Enfin, le troisième groupe qui est composé de l’Égypte, la Jordanie et la Tunisie, a mis en place des plans de relance qui se situent autour de 1% et 3%. Les différences significatives entre les économies de différents stades de développement ou affichant des niveaux de revenus relativement comparables, suscitent avec acuité des interrogations sur les facteurs économiques et sociales à l’origine de ces disparités
Les résultats ont ainsi révélé qu’au niveau de l’environnement macroéconomique pré-crise sanitaire, la dette et le déficit du compte courant sont des contraintes majeures au regard de leur signe négatif qui signifie que c’est un déterminant qui a contribué à la réduction de l’effort de relance.
En effet, les pays surendettés ou souffrant d’un déséquilibre au niveau de la balance des paiements, n’ont pas pu suffisamment soutenir leurs économies faute de marges de manœuvre budgétaires et par crainte d’exercer davantage de pressions sur les réserves de change dans un contexte international de crise, de perturbation du transport international et des chaines de production.
En revanche, la plupart des modèles ont montré que l’ampleur de la récession économique observée durant l’année 2020 a contribué à l’augmentation de l’effort de relance. Les pays disposant de capacités financières ont dû soutenir les ménages et les entreprises pour faire face à l’arrêt de leurs activités.

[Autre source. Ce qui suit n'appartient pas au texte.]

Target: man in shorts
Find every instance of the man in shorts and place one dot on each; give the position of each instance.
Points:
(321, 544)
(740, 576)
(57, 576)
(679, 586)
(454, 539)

De même, la taille de l’économie informelle a davantage accentué les besoins d’aides dans la mesure où les travailleurs qui opèrent dans ces activités ne bénéficient pas de protection sociale (couverture médicale et indemnités de chômage).
A titre d’illustration, le Maroc dont l’économie informelle est estimée à environ 30% du PIB (Lahlou et al. 2020) a consacré une enveloppe budgétaire de 15,2 Mds de DH pour les ménages Ramedistes et Non-Ramedistes opérant dans le secteur informel. Au total, 5,5 millions de ménages dont 45% résidant au milieu rural ont bénéficié de ce soutien.
In fine, les pays émergents et en développement font face à des arbitrages difficiles dans un environnement hautement incertain. D’une part, une réponse vigoureuse et de grande envergure est nécessaire pour stimuler la croissance et la création d’emploi, apporter un soutien aux groupes de population vulnérables et atténuer les impacts de long terme des chocs mondiaux de ces deux dernières années.
En effet, les répercussions sociales de cette crise ont réaffirmé l’importance de la consolidation des filets sociaux à l’instar de la couverture médicale et des allocations chômage pour perte d’emploi. Plusieurs familles se sont retrouvées dans une situation de grande précarité ce qui a nécessité de la part des gouvernements une mobilisation rapide pour soutenir les populations dont les sources de revenu proviennent généralement des activités informelles.